Namakdan, which is about 4 miles in length, was identified as the longest salt cave after a study by Czech and Iranian scientists in 2006.

Salt caves are unusual and rare geological features. Because salt is highly water soluble, large salt deposits do not normally survive long on the surface. Only a handful of salt caves are larger than half a mile in length.
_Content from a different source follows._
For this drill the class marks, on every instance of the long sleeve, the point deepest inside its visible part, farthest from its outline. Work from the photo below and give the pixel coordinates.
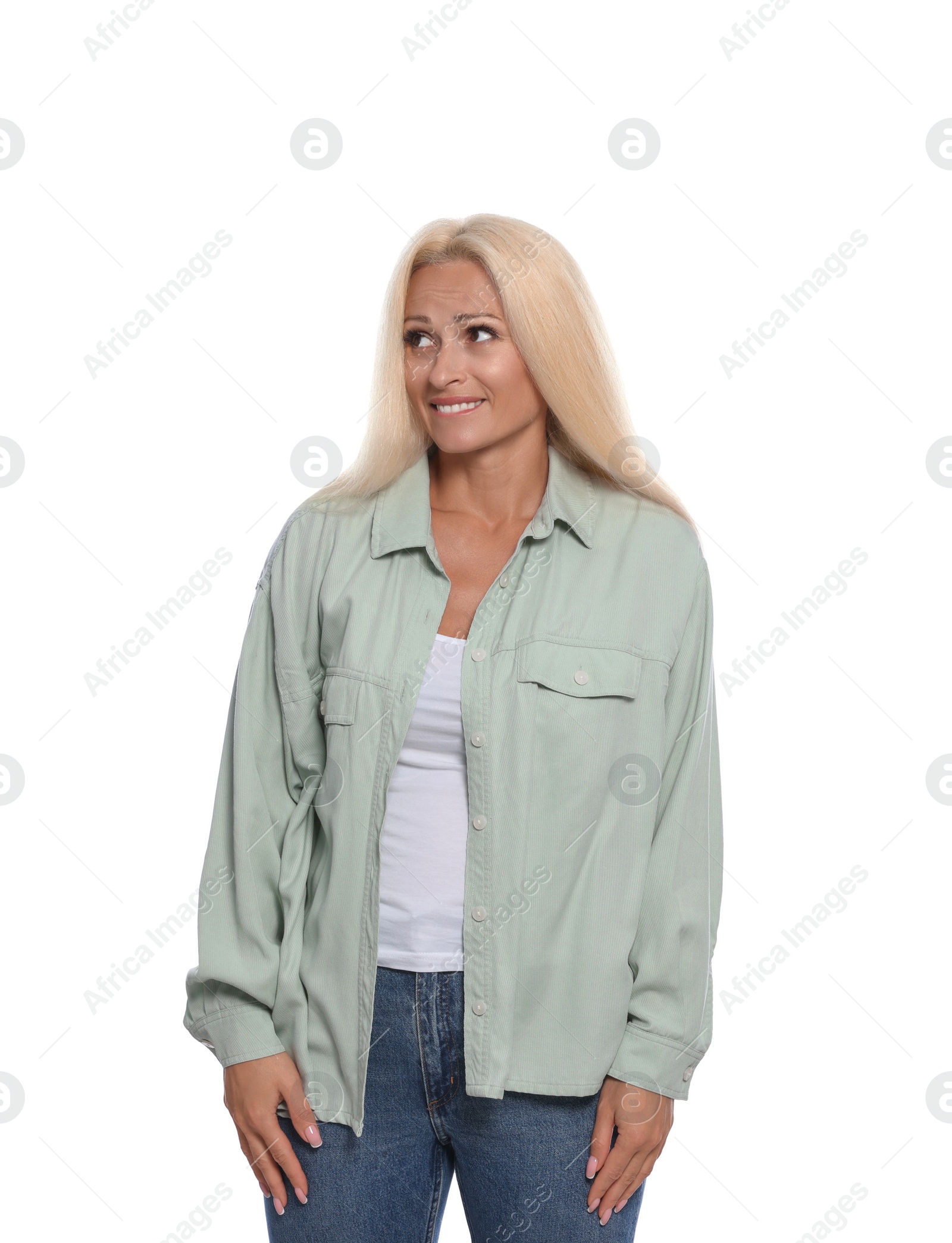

Salt caves tend to only exist in highly arid regions, like the area around the Dead Sea, which is located at the lowest point on earth and is too salty to support animal life.

“The salt layers are squeezed out from the sub-surface, where they are deposited a few kilometers underground, and while being squeezed out they form a mountain, which is rising still today, at a rate of about one centimeter per year,” said Amos Frumkin, a Hebrew University geologist who has studied the cave for decades.

The Malham Cave’s main outlet yawns not far from a salt pillar named “Lot’s wife.” On the mountainside above, Langford, Vlaykova and their colleagues have identified at least 19 openings where seasonal floods have percolated through Mount Sodom’s rock salt to form the cave.

Yoav Negev, founder of the Israeli Cave Explorers Club, said that over two years, his group and a total of 80 volunteers from nine countries spent around 1,500 workdays measuring and mapping the cavern’s recesses.

“It’s above and beyond what we expected,” he said.

Efraim Cohen, one of the Hebrew University cave explorers, described the process of locating the cave’s entrances from the surface, rappelling down into surface shafts, squeezing through tight passages, and measuring each of the cavern’s serpentine branches with lasers.

Despite the difficult environment, he said the cave’s splendor makes it worth it.

“All the stalagmites and stalactites, their beauty, their color — they’re really white, they’re shining, they’re amazing,” Cohen said.